Monthly Archives: March 2012

News That’s Fit To Punt 28/Mar/2012

Please Explain, Rupert

It’s been an ugly few months for the Murdoch media empire, but this might be the moment when they finally take one on the chin without being able to duck. Of course, earlier in the day it was revealed that News Corporation had basically paid hackers to crack their opponents security and then made the hack available to people on pirate sites in order to cripple their competitors. I think Stephen Conroy is right. It’s time to call the police. This isn’t some regular bit of dastardly act that passes for corporate cunning to get ahead. This is a publicly listed company instigating and promoting piracy in order to destroy their competition so as to establish a monopoly.

The main news item can be surveyed here from the AFR who have made it available to the wider public. A really interesting tidbit is in this article:

The Panorama program aired emails that apparently showed that the codes of ONdigital were first cracked by a hacker named Oliver Koermmerling. He told the program he had been hired by NDS’s head of UK security, Ray Adams.

Panorama alleged the codes were publicised by the world’s biggest pirate website, the House of Ill Compute (THOIC).

Lee Gibling, who ran THOIC, said Mr Adams sent him the ONdigital codes so other pirates could use them to make thousands of counterfeit smartcards.
He said he was being paid £60,000 a year by Mr Adams and was given thousands more to buy computer equipment. The site had sent people update codes: ”We wanted them to stay and keep on with ONdigital, flogging it until it broke.”

ONdigital, later renamed ITV Digital, lost more than a £1 billion, and 1500 staff lost their jobs when it collapsed in 2002.

Mr Gibling said he and another employee later destroyed much of the computer evidence by smashing hard drives with a sledgehammer.

News Corp’s lawyers, Allen & Overy, denied the claims even before the program was aired. They told media organisations that the claims NDS ”has been involved in illegal activities designed to cause the collapse of a business rival” would be false and libellous and demanded they not be repeated.

NDS also issued emphatic denials: ”It is simply not true that NDS used the THOIC website to sabotage the commercial interests of ONdigital/ITV digital or, indeed, any rival.”

The company admitted Mr Gibling was in its pay but says it was using THOIC as a legitimate undercover device: ”NDS paid Lee Gibling for his expertise so information from THOIC could be used to trap and catch hackers and pirates.”

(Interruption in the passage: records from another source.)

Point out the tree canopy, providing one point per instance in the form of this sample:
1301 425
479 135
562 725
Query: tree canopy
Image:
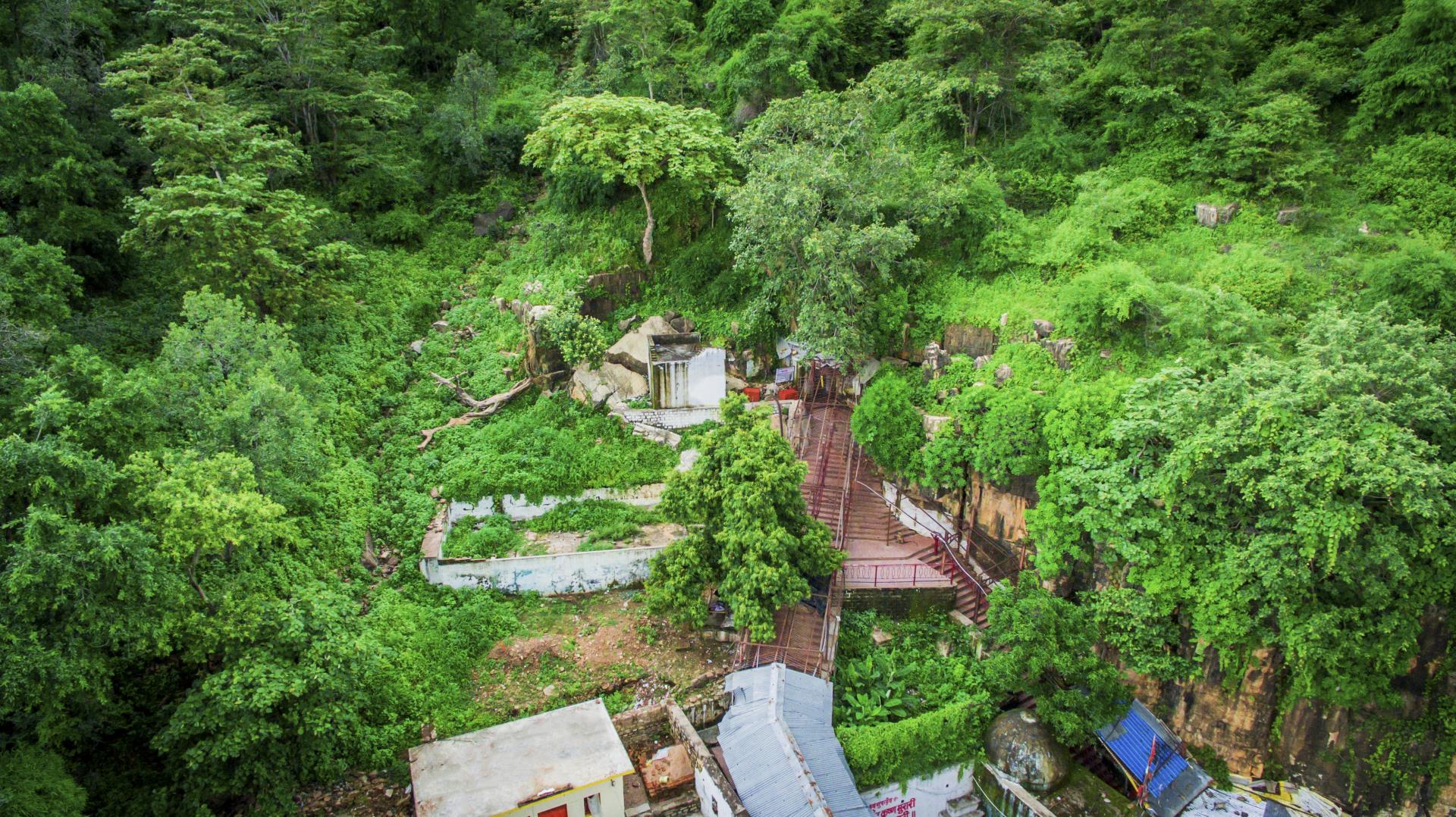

Uh, yeah, right. isn’t it schoolyard logic that “He who denied it supplied it”? These denials are looking pretty daft. Let’s say for the moment we let it stand that NDS paid Gibling for his expertise and information. Just what expertise and information would Lee Gibling be offering NDS but hacking information? And what were NDS going to do with this hacking information they paid Lee Gibling for?

The funniest thing today might have been which didn’t have a single article on this explosive scandal now embroiling the Murdoch media empire.

This leads me to this item sent to me from Pleiades, penned by Stephen Mayne.

 While there have always been plenty of competitors and journalists who take pot-shots at News Corp, the key to its power has been an ability to keep compliant regulators and politicians on side. That all changed in the UK when everyone turned on News Corp over phone hacking. News of the World was closed, scores of employees have been arrested, the BSkyB mop-up takeover was abandoned and there are now serious prospects the company will be kicked out of Britain in disgrace.

Amazingly, News Corp’s share price has soared ever higher in recent months and jumped another 10c to $19.48 this morning, valuing the company at $US51 billion. The Murdoch family has a debt-free $6.5 billion stake in News Corp and appear to be financially unscathed from the British scandal.

But the family’s biggest single earner over the years has been US programming pumped out through the world’s most lucrative global pay-TV distribution channels. Thanks to Chenoweth’s revelations, there are now serious questions being asked as to whether these have been ill-gotten gains.

As for what happens now, I reckon Chenoweth’s package — there’s more to come — will pick up the Gold Walkley in 2012. The Murdochs will be kicked out of Britain, Foxtel won’t be allowed to buy Austar and Sir Rod Eddington, lead independent director of News Corp, will finally develop some spine and intervene to reduce this notorious family’s control over its unethical media empire.

This stuff makes the hacking scandal look like child’s play. Charges should be laid. They need to arrest these people.